When the Emperor saw that the Great Rabbi again refused to help him, a great thunderstorm of rage came over him and he swore an oath.
"If you disobey my command, and I get no loving response from her who is ever in my mind, I shall expel all the Jews from my kingdoms and territories as a disloyal people, that is my decision and will, so help me God."
Then the Great Rabbi went and planted a rose bush and a rosemary under the stone bridge on the bank of the Moldau where they were hidden from men's eyes, and over both he spoke words of magic. And a red rose opened on the rose bush, and the rosemary flower nestled up to it. And every night the Emperor's heart entered into the red rose and the Jewess's heart entered the rosemary flower.
And night after night the Emperor dreamt he held the beautiful Jewess in his arms and every nigth Esther, the wife of Mordechai Meisl, dreamt she lay in the Emperor's arms.
The angel's voice, in which there was disapproval and reproach, recalled the Great Rabbi from his meditation.
"You broke the rosemary bloom," the angel said, "but the red rose you did not break."

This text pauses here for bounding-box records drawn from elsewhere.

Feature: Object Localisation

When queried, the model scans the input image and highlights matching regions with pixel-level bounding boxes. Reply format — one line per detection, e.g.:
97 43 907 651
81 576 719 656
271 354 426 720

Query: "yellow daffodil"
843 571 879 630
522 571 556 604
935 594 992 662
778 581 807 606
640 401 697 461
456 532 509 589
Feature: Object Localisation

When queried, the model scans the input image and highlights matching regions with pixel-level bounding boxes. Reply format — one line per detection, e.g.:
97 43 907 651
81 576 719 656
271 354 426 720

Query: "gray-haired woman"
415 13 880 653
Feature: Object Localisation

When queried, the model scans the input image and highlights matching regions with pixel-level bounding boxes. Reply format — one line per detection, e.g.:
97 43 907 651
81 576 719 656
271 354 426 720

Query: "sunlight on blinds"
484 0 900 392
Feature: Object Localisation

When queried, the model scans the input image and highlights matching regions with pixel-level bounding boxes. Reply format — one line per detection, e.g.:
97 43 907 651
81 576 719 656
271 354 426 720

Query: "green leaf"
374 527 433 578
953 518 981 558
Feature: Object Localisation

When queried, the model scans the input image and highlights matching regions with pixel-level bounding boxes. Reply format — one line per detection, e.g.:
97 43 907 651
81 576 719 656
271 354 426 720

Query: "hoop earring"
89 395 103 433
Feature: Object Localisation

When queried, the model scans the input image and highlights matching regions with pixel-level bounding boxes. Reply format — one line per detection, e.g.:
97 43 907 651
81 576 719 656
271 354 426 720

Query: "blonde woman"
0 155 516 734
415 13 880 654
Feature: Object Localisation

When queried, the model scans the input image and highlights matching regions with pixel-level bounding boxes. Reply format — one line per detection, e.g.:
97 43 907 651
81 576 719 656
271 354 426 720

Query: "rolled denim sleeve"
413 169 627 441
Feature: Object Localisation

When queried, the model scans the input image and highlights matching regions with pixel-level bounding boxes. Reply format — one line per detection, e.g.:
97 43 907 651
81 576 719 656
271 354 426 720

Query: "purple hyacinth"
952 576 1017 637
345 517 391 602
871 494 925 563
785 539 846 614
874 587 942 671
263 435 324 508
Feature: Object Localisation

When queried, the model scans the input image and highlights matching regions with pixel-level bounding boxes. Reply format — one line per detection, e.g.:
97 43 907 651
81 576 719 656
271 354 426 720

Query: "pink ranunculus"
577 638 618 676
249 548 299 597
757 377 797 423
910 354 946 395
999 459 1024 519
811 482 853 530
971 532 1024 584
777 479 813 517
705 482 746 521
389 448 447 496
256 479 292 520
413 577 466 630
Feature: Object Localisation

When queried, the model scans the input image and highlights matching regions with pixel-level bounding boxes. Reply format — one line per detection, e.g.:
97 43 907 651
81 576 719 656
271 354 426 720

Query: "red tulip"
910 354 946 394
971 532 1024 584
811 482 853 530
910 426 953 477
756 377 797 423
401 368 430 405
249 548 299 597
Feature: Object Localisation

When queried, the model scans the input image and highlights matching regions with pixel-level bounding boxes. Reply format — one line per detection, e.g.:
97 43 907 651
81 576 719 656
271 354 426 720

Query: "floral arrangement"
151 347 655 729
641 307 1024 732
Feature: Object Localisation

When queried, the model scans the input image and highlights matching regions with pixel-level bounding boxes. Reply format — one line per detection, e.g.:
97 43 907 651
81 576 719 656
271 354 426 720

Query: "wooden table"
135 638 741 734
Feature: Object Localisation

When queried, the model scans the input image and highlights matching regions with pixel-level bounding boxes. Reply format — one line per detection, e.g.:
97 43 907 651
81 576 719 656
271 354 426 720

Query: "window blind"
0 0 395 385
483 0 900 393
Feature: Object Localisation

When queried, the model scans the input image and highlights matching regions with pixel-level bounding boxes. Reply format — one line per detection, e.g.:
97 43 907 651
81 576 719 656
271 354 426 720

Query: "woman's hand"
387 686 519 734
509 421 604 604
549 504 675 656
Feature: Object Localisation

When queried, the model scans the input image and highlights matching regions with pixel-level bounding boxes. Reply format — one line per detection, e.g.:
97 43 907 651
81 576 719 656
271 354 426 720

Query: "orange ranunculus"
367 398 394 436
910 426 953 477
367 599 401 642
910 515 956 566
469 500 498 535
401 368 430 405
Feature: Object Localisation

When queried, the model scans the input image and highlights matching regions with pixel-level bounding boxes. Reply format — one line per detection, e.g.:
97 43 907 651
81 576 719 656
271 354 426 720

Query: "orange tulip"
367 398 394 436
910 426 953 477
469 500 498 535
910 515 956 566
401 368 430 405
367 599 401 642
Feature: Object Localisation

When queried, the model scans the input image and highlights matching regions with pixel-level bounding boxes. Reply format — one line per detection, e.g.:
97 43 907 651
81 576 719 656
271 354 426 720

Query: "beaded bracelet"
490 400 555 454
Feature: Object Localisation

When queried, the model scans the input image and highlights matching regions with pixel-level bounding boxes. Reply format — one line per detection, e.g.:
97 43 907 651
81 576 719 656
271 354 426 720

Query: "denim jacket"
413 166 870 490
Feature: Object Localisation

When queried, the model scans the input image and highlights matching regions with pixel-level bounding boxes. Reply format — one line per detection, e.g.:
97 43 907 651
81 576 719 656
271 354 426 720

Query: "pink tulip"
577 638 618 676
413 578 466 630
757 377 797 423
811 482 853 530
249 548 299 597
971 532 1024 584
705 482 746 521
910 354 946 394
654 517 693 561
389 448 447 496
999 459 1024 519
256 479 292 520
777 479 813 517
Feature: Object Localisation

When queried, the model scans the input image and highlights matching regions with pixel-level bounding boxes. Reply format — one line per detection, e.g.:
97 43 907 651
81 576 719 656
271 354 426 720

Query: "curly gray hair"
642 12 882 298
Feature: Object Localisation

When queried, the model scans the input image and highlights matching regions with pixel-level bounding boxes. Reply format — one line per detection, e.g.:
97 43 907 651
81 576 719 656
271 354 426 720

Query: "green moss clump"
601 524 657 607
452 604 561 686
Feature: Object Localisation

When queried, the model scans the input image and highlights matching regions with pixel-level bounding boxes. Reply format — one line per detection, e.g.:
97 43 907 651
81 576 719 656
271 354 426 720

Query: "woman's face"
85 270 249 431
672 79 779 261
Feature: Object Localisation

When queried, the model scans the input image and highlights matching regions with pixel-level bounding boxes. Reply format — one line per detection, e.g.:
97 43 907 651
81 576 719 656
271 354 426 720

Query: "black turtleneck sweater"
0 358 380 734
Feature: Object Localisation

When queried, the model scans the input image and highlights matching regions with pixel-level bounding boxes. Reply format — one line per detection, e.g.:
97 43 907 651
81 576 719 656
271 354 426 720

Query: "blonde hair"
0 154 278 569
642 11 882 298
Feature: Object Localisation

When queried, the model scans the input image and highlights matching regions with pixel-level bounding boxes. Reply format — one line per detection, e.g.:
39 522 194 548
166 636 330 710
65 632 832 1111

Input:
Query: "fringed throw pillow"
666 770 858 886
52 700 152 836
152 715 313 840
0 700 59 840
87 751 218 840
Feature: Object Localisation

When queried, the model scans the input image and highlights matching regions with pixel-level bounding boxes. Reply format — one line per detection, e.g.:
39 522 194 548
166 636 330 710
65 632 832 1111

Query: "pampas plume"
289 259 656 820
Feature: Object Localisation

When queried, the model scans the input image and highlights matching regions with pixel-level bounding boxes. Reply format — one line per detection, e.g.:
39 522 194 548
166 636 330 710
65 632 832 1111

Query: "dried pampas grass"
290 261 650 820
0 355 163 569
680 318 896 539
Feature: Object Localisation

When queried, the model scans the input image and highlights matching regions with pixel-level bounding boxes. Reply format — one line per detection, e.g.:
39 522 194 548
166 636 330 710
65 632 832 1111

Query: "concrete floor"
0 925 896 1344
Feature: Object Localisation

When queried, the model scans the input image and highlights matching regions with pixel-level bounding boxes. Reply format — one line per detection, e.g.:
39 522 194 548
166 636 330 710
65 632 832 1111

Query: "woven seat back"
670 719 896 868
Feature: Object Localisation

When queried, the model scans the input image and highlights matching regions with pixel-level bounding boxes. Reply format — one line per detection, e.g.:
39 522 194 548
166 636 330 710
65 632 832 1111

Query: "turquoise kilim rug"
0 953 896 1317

The Great Rabbi raised his head.
"It is not for me," he said, "to weigh the hearts of kings, it is not for me to examine them for guilt. It is not I that puts power into their hands. Would David have become a murderer and adulterer if He, the Holy One, had allowed him to remain a shepherd?"
"You children of men," the angel said, "are poor and full of troubles in your life. Why do you burden it with love, that disturbs your reason and makes your heart wretched?"
The Great Rabbi looked up with a smile at the angel, who knew the secret paths and ways of the world above, but to whom the ways of the human heart had grown strange.
"At the beginning of time," he said, "did not the children of God go together in love with the children of men? Did they not wait for them at the springs and wells and kiss them in the shadow of the oaks and olive trees? And was not Naamah, the sister of Tubal-cain, lovely, have you ever seen her like?"
The angel Asael dropped his head, and his thoughts flew back through the ages to the very beginning of time.
"Yes, Naamah, the sister of Tubal-cain, who forged clasps and gold chains, was lovely," he said softly. "She was lovely and she was delightful. She was as lovely as a garden in spring when day is breaking. Yes, the daughter of Lamech and Zillah was lovely."
And as he remembered the beloved of his distant youth, two tear-drops ran down the angel's cheeks. They were human tears.